Bulls suggest that companies that have pared down their inventories will now need to ramp up production in order to meet demand, thus stimulating the economy and the markets. Naysayers, on the other hand, suggest that recent stock market declines the Dow Jones Industrial Average shed 177 points last week reflect disappointment among investors who have seen their upbeat hopes dashed by sobering fundamentals, such as the 9.5% unemployment rate, weak retail sales and the limited impact that cost cuts have had on boosting corporate earnings.
Just look at the weak reaction to bellwether Alcoa (AA) lower-than-expected loss of 26 cents a share last Wednesday.) As we move further into the earnings season, Ed Yardeni, founder of Yardeni Research, believes there will be some pleasant surprises mixed into the gray, but very little evidence of real growth.
"There will be plenty of positive earnings surprises during the Q2 earnings season this month, as there were during Q1," he wrote Wednesday. "It should be the same story: Cost-cutting should boost margins, offsetting some of the weakness in sales."
But at this point, it may be more important to focus on earnings projections for the third quarter and beyond than to dwell on the second-quarter results, said LPL Financial chief market strategist Jeffrey Kleintop. "Market participants expect corporate leaders to express that conditions have started to improve and hold or raise their outlook for earnings in the coming quarters if they don t, their stock prices are likely to suffer," he wrote Tuesday. "Specifically, we will be looking for expectations for the third quarter to rise modestly and for the range of high and low estimates to narrow, reflecting improving confidence as uncertainty surrounding the economic outlook fades."
For Bill Gross, managing director at Pimco, the issue isn't how to decipher incoming earnings or future earnings guidance, for that matter, but rather how to recalibrate our expectations as investors and consumers following the credit-fueled binge that spawned the current economic mess.
Gross envisions a "new normal" where growth is slower, profit margins are narrower and asset returns are smaller than in decades past.
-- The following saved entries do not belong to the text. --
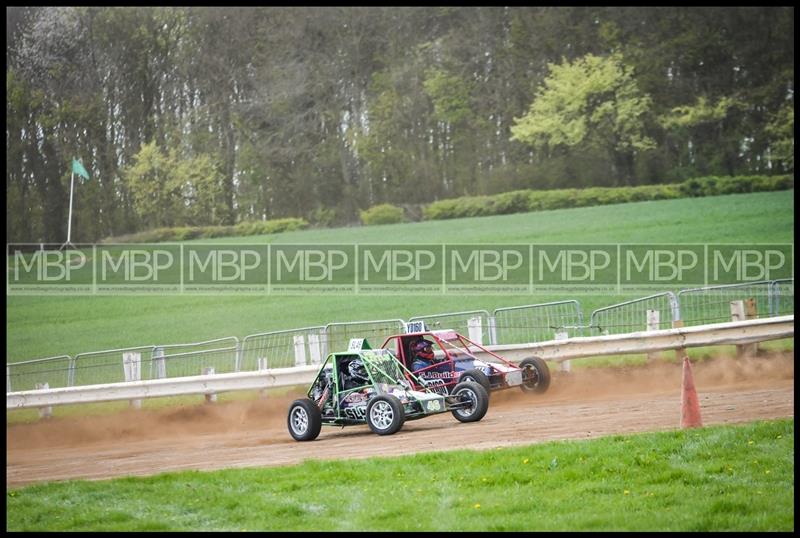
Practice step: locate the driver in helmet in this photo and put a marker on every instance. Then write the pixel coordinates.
(421, 354)
(356, 375)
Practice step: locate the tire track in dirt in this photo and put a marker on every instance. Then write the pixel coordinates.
(585, 404)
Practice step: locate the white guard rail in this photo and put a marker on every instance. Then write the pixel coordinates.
(737, 332)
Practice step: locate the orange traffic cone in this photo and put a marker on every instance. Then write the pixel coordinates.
(690, 405)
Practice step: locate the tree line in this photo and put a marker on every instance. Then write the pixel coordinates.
(190, 116)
These revised expectations, along with tougher economic regulations, should substantially inhibit the type of "gorging" on goods and services that consumers and investors had become accustomed to in the past, he wrote in his July commentary.
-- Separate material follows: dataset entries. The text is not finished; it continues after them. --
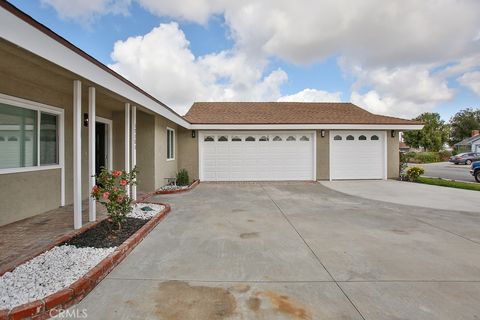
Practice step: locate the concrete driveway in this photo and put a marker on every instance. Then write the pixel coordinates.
(296, 251)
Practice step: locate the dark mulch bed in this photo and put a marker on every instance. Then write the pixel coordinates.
(104, 235)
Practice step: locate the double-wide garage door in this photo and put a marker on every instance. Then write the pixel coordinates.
(257, 156)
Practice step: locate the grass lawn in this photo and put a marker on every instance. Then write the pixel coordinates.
(451, 184)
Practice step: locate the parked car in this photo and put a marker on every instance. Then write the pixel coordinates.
(465, 158)
(475, 170)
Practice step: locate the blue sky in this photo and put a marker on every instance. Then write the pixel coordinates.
(377, 86)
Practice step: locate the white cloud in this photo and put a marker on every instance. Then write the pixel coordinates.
(86, 10)
(471, 80)
(171, 72)
(312, 95)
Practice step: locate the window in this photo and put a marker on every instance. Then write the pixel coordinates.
(30, 133)
(170, 144)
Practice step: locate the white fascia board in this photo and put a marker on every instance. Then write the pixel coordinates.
(22, 34)
(304, 127)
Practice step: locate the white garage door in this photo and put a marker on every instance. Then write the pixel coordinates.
(357, 155)
(257, 156)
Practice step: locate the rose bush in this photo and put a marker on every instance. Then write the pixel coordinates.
(111, 191)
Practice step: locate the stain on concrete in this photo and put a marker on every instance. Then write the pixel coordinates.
(249, 235)
(254, 303)
(177, 300)
(398, 231)
(287, 306)
(241, 288)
Yet, in some cases, it's clear that the old way of thinking has yet to entirely work its way out of investors' mindsets. Referring to the market's 40% surge from its March low, Morgan Keegan economist Donald Ratajczak said in a July 6 note, that "the rally started early because of the reversal of fear," then became overoptimistic. We may be back from the abyss, he says, but merely averting disaster doesn't mean there's real improvement. He believes a saw-toothed advance will characterize a recovery this autumn.
David Rosenberg, chief economist and strategist at Gluskin Sheff, also took up the bearish case in a Friday note, saying that he sees echoes of the 2002 recession, though this time on a much larger scale.
"We have seen this movie before a recession dominated by asset deflation, widespread excess capacity and deflation pressures, and then a huge shock that drags the equity market to massively oversold lows," he wrote. "Fiscal and monetary stimulus then ramp up, hopes of a capital spending revival and inventory restocking spring eternal, and risk assets enjoy a significant multi-month rally as earnings and economic projections get revised higher by the consensus community." In his opinion, such a scenario will set the stage for alternating greed and fear among investors, until real fundamentals catch up to and support expectations.
While the worst of the global recession should be over by the third quarter, any recovery will be difficult and slow, wrote Societe Generale global economist Brian Hilliard in the firm's July monthly outlook, published Tuesday.
"Efforts to summarize a view [of the recovery] in simple 'V-', 'U-', 'L-' or 'W-' shapes over-simplify the very complex reality that led to the downturn in the first place," he wrote. " The recovery will be no less complicated, with many medium-term excesses retarding the recovery dynamic."